Arga. Bab 38

 


Bab. 38

Makan malam.


Kini Arga sudah berada di dalam ruangan dokter ortopedi untuk memeriksakan cidera tubuh bagian belakangnya.


"Maaf Tuan muda anda harus melepas bajunya. Perawat tolong bantu Tuan muda!" ucap sang dokter.


"Bagaimana dokter apa ada bagian yang patah?" tanya Raka penasaran. Karena Rakalah yang saat ini menemani Arga datang ke rumah sakit.


"Tidak ada Pak Raka. Hanya sedikit memar akibat benturan sebuah benda keras."


Raka tampak menghela nafas lega setelah mendengar penjelasan dari dokter. Bagaimana tidak, ia masih mengingat bagaimana paniknya saat Arga dan keluarga Ramiro menghubunginya dan mengatakan bahwa Tuan muda mereka mengalami cedera.

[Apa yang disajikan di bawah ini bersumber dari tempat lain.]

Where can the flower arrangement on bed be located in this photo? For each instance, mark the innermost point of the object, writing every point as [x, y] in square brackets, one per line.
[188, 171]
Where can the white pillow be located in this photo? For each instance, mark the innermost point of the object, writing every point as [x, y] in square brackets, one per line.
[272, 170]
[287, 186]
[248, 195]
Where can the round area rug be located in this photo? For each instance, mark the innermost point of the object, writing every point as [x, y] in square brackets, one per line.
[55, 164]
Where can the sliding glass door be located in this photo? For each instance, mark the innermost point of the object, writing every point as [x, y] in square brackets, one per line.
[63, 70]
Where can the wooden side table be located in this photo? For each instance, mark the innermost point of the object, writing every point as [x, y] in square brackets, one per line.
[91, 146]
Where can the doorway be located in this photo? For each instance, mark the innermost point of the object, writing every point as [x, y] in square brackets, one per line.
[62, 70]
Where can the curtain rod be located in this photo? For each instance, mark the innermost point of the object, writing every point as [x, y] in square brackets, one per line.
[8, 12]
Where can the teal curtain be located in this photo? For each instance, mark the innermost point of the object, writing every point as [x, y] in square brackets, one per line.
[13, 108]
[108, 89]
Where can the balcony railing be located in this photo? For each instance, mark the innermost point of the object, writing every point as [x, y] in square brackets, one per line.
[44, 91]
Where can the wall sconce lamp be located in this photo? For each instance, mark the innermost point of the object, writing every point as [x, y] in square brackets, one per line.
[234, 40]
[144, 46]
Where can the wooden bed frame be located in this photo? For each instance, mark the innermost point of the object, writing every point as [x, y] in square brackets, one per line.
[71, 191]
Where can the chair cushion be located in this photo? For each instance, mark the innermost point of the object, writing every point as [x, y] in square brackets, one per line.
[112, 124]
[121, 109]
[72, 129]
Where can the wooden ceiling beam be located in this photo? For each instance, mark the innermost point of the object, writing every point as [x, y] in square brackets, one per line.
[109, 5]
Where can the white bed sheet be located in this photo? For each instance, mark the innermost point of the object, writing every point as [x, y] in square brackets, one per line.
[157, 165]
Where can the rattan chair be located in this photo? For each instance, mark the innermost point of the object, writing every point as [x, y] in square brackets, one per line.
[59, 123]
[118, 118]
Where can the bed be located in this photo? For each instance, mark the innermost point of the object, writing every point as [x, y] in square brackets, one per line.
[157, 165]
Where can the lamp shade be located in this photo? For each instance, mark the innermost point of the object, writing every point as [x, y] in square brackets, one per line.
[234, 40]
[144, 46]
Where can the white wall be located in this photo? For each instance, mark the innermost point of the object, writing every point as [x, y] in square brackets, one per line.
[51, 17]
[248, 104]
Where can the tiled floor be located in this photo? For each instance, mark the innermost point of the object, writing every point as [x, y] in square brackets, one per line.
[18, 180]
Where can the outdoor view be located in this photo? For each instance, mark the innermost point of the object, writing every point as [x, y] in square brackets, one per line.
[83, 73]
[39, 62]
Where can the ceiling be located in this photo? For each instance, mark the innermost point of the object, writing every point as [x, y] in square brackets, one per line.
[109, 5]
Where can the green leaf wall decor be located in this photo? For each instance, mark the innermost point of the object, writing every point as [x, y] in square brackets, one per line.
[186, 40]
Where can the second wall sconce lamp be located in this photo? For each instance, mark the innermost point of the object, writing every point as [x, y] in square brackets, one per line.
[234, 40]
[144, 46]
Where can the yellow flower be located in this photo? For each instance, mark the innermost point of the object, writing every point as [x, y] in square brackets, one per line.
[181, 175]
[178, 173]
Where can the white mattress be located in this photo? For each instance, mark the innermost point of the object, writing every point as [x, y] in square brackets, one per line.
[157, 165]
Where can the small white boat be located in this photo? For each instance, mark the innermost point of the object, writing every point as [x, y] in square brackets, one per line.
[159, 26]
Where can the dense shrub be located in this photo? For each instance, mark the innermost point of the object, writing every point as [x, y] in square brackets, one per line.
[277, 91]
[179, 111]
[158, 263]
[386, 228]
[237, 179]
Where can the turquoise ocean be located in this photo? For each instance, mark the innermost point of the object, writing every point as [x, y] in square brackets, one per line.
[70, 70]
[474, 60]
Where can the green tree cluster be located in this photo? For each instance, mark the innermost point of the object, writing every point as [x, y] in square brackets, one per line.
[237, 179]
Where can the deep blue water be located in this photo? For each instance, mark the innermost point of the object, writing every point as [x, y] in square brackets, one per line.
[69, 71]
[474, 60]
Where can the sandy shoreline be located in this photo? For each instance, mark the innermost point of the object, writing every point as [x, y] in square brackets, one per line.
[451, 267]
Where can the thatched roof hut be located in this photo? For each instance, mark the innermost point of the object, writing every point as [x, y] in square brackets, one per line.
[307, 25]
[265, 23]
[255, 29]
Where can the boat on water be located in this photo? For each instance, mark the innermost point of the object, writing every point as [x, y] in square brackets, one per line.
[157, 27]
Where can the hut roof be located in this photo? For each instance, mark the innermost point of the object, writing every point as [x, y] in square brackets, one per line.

Hal itu tentu saja membuat Raka kalang kabut karena khawatir dengan kondisi sahabat sekaligus bosnya itu.


"Tapi kenapa rasanya begitu sakit?!" protes Arga karena sang dokter telah menganggap ringan sakitnya.


"Maaf Tuan muda itu karena adanya benturan tubuh dan benda keras hingga menyebabkan pecahnya pembuluh darah kecil atau yang bisa disebut juga dengan kapiler. Namun, sama sekali tidak ada masalah dengan tulang anda." Dokter menjelaskan.


Sekarang Raka baru mengerti tentang sikap berlebihan semua orang kepada kondisi sahabatnya itu. Namun ia bisa mengerti mengingat status dan posisi penting Arga sebagai sang pewaris.


"Saya akan meresepkan obat pereda rasa sakit dan salep agar memarnya segera hilang," imbuh dokter setelah berhasil duduk dari balik meja kerjanya.


"Tolong berikan obat terbaik, Dok!" pinta Raka yang juga ikut duduk di hadapan sang dokter. Sedangkan Arga kini berusaha beranjak dari ranjang pasien dengan bantuan seorang perawat.


"Tentu Pak Raka."


Setelah berhasil menebus obat dan keluar dari rumah sakit. Kini Arga sudah berada di apartemen milik Raka. Mereka sengaja memilih tempat ini atas permintaan Arga yang tidak ingin diganggu saat beristirahat.


"Sekarang bilang sama gue sebenarnya apa yang telah terjadi sama loe. Kenapa loe bisa kayak orang kena penyakit encok begitu?" tanya Raka setelah meletakkan minuman dingin di atas meja tepat di hadapan Arga.


"Ck, ini semua gara-gara gadis gila itu. Bisa-bisanya dia menendangku dari ranjang!" Arga bercerita sambil berdecak sebal. Masih begitu terlihat amarah di matanya.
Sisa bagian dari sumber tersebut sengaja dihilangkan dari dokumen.